Hay una defensa de la mujer que es de boquilla, porque la mujer continúa indefensa y expuesta a los depredadores, sin que nadie haga nada para protegerla, sin que se endurezcan las penas de los violadores y los asesinos, que no pueden dejar de matar. De qué valen mil manifestaciones, si ya está muerta Esther, si la única biografía que deberíamos escribir es la suya, abierta y libre, y no su necrológica. La verdadera resurrección de la carne es la justicia, la investigación, el esclarecimiento, la detención, las penas y los castigos. Porque va uno pasando de la indignación a la indiferencia con los años, como ha ocurrido con tantas muchachas asesinadas en España. Aquí somos mucho de no poder soportar la delincuencia y el asesinato, de echarnos a las calles, mientras siguen sin revisarse las penas por estos delitos execrables y aberrantes. El crimen es fogonazo para el share del sumario de un telediario, pero dentro de cinco años, salvo su amada familia, esta muerte ya no estará en el recuerdo de casi nadie.
La Muerte, como la violencia o el dolor, acecha y se cuela por las ventanas abiertas sin notarse, espera agazapada detrás de un árbol y cae a plomo desgarrando cuerpos y almas, destrozando existencias. La Muerte violenta no es algo frío que se pueda cuantificar, contar a los medios y medir con los datos: es una explosión de horror y crueldad que nos obliga a faenar entre los nuestros sabiendo que el 1% de la población mundial –es decir, 76 millones de personas– es psicópata. Enero se ha adensado de lágrimas en Traspinedo y la burocracia de investigaciones y autopsias minuciosas empieza a ganarle la partida a la rabia, a la ira, al deseo natural de venganza, en definitiva. Hay que llegar al momento en que la tragedia va a ocurrir, justo a tiempo, para que el cuerpo de una chica luminosa no se enmarañe, revuelta y eterna, en la cuneta de un pinar, en el laberinto de raíces, en el polvo de la tierra mientras nevaba el arranque del año…

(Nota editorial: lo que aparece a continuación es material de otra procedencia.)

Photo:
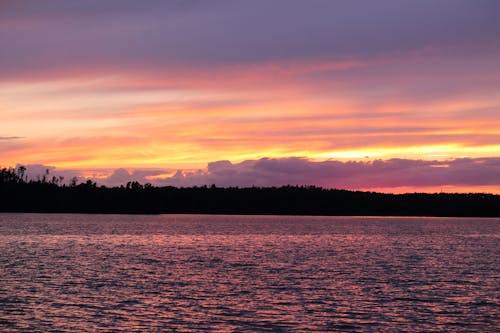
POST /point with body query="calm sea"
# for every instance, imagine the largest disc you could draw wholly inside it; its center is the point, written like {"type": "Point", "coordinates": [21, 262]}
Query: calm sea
{"type": "Point", "coordinates": [185, 273]}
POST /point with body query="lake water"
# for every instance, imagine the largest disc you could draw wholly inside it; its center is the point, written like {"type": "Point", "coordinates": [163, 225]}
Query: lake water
{"type": "Point", "coordinates": [185, 273]}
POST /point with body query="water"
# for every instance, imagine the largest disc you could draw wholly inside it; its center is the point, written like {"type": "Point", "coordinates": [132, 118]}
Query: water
{"type": "Point", "coordinates": [112, 273]}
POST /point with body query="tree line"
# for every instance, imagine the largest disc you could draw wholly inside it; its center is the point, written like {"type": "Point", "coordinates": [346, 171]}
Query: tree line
{"type": "Point", "coordinates": [48, 194]}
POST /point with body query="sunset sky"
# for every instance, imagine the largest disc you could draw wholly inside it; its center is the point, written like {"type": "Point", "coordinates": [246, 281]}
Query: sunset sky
{"type": "Point", "coordinates": [388, 95]}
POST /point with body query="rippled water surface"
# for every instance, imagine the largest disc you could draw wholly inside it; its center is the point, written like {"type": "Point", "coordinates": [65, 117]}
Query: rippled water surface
{"type": "Point", "coordinates": [112, 273]}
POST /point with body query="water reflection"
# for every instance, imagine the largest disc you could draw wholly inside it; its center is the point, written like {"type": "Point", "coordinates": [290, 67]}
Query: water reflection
{"type": "Point", "coordinates": [84, 273]}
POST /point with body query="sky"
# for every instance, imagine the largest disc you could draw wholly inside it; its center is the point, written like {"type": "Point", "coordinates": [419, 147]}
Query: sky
{"type": "Point", "coordinates": [392, 95]}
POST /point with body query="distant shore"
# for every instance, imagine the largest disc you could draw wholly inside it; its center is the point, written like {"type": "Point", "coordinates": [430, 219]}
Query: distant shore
{"type": "Point", "coordinates": [134, 198]}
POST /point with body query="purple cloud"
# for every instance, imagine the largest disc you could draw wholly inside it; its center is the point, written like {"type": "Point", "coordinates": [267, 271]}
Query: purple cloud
{"type": "Point", "coordinates": [300, 171]}
{"type": "Point", "coordinates": [161, 34]}
{"type": "Point", "coordinates": [336, 174]}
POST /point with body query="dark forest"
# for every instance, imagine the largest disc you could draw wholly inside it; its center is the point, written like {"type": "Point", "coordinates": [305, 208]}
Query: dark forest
{"type": "Point", "coordinates": [49, 195]}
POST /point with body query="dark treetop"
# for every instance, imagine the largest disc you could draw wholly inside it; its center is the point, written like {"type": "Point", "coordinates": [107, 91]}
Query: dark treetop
{"type": "Point", "coordinates": [47, 195]}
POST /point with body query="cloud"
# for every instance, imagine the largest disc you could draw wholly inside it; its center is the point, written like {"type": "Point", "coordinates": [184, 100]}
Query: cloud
{"type": "Point", "coordinates": [167, 34]}
{"type": "Point", "coordinates": [337, 174]}
{"type": "Point", "coordinates": [377, 174]}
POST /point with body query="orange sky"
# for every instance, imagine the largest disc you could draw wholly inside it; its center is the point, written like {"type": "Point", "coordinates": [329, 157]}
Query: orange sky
{"type": "Point", "coordinates": [436, 100]}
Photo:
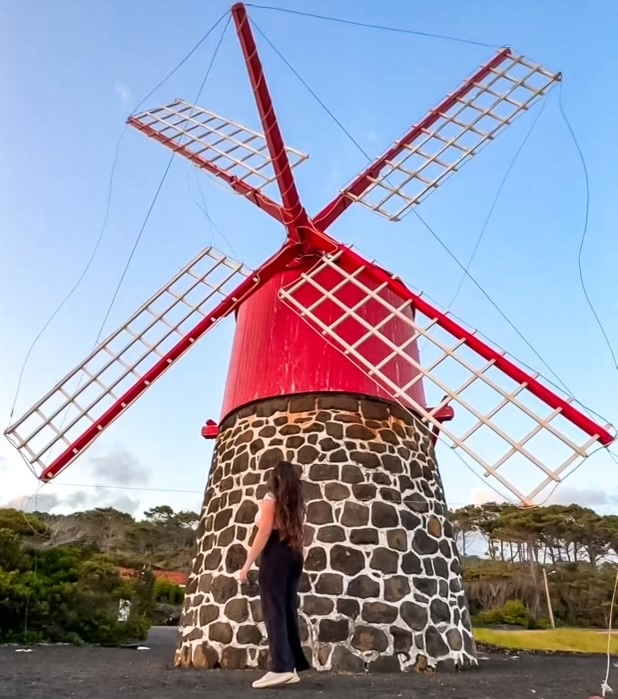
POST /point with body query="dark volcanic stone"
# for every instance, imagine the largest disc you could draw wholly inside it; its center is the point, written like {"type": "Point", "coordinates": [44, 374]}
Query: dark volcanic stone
{"type": "Point", "coordinates": [348, 607]}
{"type": "Point", "coordinates": [364, 491]}
{"type": "Point", "coordinates": [324, 472]}
{"type": "Point", "coordinates": [317, 606]}
{"type": "Point", "coordinates": [208, 613]}
{"type": "Point", "coordinates": [424, 544]}
{"type": "Point", "coordinates": [270, 458]}
{"type": "Point", "coordinates": [383, 515]}
{"type": "Point", "coordinates": [384, 560]}
{"type": "Point", "coordinates": [392, 463]}
{"type": "Point", "coordinates": [453, 638]}
{"type": "Point", "coordinates": [220, 631]}
{"type": "Point", "coordinates": [307, 454]}
{"type": "Point", "coordinates": [316, 559]}
{"type": "Point", "coordinates": [390, 495]}
{"type": "Point", "coordinates": [414, 615]}
{"type": "Point", "coordinates": [385, 663]}
{"type": "Point", "coordinates": [346, 560]}
{"type": "Point", "coordinates": [319, 512]}
{"type": "Point", "coordinates": [344, 660]}
{"type": "Point", "coordinates": [365, 458]}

Las mujeres llevan siglos durmiendo despiertas porque saben que la Muerte acecha, que el monstruo está siempre dispuesto a sorprenderlas y a acabar con ellas en las aguas oscuras de la sangre, con las niñas y los niños, con las adolescentes en flor. Pero, después, la indignación y la protesta dejan paso a la pasividad y al olvido. Quizá demasiado pronto. No se debatirá en el Congreso una vez más. Cada noche, acaso llegado el verano, el mapa de las vidas que las bestias humanas arrebataron a las madres, a los padres, a los hermanos, gemirá con la pesantez de cientos de bocas pidiendo justicia, no silencio, por esas muertes desgarradoras que llegaron, así, tan pronto.... Por eso reivindico en estos casos la rabia y la cólera, sí, para romper el enlosado gélido de quienes ya solo ven un caso más, uno de entre tantos; de quienes cuentan la muerte sin inmutarse.